The case also illustrates the limited applicability of the doctrine of executive necessity, suggesting that the Commonwealth (and the States) will only be able to invoke this doctrine to avoid its contractual obligations in the rarest of circumstances.

Case note

The NSW Rifle Association (NSWRA) had been granted a licence to use certain land and buildings owned by the Commonwealth on the Malabar Headland (the ANZAC Rifle Range). This licence had been entered into in 2000 by the Commonwealth as a result of a decision by the Liberal–National coalition government to grant the NSWRA a licence to use the ANZAC Rifle Range until an alternative firing range at Holsworthy was constructed and made available for use by the NSWRA. The licence deed provided that the licence would terminate upon the Commonwealth issuing a Relocation Notice stating that the Holsworthy facility was ready for use.

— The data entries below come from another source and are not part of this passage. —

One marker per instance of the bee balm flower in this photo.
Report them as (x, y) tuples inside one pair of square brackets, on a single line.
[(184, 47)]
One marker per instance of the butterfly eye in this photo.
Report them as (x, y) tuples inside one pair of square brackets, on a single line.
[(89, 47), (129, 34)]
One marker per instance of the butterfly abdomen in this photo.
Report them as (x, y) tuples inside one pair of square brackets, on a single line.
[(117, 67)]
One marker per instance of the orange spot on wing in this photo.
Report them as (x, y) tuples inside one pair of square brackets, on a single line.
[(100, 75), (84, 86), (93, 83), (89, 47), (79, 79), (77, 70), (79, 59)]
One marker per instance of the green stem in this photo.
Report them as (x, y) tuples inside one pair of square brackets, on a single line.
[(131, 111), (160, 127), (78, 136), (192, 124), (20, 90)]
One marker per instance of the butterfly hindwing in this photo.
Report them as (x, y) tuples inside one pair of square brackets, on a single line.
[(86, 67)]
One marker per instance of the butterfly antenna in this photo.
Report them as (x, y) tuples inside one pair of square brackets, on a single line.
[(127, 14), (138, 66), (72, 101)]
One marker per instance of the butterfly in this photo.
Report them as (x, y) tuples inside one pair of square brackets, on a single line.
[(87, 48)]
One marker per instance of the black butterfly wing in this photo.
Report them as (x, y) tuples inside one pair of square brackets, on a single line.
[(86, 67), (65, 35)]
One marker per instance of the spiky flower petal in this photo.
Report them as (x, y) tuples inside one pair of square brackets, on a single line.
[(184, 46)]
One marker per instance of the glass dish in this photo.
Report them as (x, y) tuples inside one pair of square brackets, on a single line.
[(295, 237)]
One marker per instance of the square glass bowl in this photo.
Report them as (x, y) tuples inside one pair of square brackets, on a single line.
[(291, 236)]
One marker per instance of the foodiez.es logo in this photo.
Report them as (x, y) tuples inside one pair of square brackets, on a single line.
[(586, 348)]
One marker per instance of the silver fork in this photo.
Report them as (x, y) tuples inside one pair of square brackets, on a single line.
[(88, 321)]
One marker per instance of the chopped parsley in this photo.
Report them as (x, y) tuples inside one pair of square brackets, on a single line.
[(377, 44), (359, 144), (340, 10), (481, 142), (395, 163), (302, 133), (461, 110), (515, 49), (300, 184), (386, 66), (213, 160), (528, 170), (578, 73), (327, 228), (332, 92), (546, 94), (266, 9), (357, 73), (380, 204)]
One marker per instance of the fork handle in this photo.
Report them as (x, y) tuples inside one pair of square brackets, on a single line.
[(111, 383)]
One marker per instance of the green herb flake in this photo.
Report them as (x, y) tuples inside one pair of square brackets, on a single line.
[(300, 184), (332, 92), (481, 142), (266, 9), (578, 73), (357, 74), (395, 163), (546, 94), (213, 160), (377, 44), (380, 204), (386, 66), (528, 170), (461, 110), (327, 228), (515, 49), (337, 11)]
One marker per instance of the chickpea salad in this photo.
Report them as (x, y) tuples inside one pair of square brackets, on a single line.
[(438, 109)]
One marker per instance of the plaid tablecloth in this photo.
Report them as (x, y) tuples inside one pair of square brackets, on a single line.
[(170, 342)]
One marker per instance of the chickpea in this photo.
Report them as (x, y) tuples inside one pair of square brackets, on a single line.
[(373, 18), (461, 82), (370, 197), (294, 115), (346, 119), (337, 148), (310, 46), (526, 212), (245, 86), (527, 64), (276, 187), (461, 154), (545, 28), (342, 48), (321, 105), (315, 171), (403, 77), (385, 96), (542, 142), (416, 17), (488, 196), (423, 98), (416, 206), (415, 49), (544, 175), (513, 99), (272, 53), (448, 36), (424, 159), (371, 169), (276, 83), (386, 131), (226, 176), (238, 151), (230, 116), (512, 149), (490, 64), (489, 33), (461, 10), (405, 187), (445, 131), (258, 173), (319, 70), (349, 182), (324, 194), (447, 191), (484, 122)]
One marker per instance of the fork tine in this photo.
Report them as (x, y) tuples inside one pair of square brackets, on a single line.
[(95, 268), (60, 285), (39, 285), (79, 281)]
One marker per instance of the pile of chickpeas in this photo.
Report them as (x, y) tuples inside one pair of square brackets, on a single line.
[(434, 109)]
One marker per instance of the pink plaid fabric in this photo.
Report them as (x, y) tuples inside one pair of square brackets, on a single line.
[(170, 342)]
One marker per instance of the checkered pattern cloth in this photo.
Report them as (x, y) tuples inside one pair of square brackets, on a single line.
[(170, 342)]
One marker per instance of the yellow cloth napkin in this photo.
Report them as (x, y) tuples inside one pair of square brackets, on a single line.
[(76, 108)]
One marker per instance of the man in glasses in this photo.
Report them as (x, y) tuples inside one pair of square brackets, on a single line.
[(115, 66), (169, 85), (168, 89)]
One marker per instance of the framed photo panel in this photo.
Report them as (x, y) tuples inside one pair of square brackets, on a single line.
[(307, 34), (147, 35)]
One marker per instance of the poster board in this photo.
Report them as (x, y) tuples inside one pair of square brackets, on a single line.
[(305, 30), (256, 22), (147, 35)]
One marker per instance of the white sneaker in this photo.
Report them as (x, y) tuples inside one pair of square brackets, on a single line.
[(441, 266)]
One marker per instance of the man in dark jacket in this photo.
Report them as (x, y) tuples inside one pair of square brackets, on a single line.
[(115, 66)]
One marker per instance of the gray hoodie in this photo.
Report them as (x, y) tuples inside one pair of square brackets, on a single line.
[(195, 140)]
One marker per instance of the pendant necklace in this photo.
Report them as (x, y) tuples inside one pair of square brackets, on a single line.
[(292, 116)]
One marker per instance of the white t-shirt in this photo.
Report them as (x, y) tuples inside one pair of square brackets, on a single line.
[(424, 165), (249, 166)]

However, in 2011, the Labor government decided to transfer the land to the NSW government for use as a national park, without providing the NSWRA with an alternative firing range. The Commonwealth sought to terminate the licence by relying both on the doctrine of executive necessity and on an express right that allowed the Commonwealth to terminate the licence if the NSWRA had not remedied a breach specified in a remedy notice “within fourteen days or such longer time as is specified in the notice”. The NSWRA challenged the validity of these attempts to terminate the licence.

In assessing the Commonwealth’s exercise of its express termination right, White J of the New South Wales Supreme Court read down the Commonwealth’s termination right by references to broad doctrines both of good faith and of reasonableness. White J found that these duties arose for the following reasons:

  1. The licence entered into by the parties was similar to a commercial lease — a class of contract in respect of which the duties of good faith and reasonableness are implied as a matter of law.
  2. As a matter of construction, the Commonwealth’s power to issue notices requesting the NSWRA remedy defects was to be exercised only for the purpose of giving the NSWRA the opportunity to remedy those defects. To White J, not only did this require the Commonwealth to issue the remedy notices in good faith, but the Commonwealth was also required to exercise its unilateral right to allow for an extended remediation period so as to give the NSWRA a reasonable opportunity to remedy the defects.
  3. The implied terms of good faith and reasonableness were analogous to the principles under which equity restrains the exercise of a power for an improper purpose.
  4. The implied terms of good faith and reasonableness satisfied the criteria for ad hoc implication of terms set out in BP Refinery (Westernport): namely, they were capable of clear expression, so obvious that they went without saying and necessary to give business efficacy to the contract (or, as modified in this non-business context, to give efficacy to the intended relationship between the parties).

Since the remedy notices were issued for an extraneous purpose (to evict the NSWRA) and the Commonwealth had admitted that it would not have been possible for the NSWRA to carry out the significant remedial works described in the remedy notices in the 14 day period specified in the notices, White J found that the Commonwealth had acted unreasonably in issuing the notices and in only allowing the NSWRA 14 days to remedy the defects. Hence, his Honour ruled that the remedy notices were invalid.

White J also rejected the Commonwealth’s contention regarding the doctrine of necessity. His Honour found that the doctrine was inapplicable since, by entering to the licence deed, the Commonwealth was not fettering the future exercise of a public law discretion arising from either statute or a prerogative power. Instead, the Commonwealth was simply exercising its powers and binding itself as an owner of the land and, in that capacity, stood in the same position as any other party. Accordingly, White J concluded that the Commonwealth’s change in policy did not entitle the Commonwealth to terminate the licence either at will or upon reasonable notice.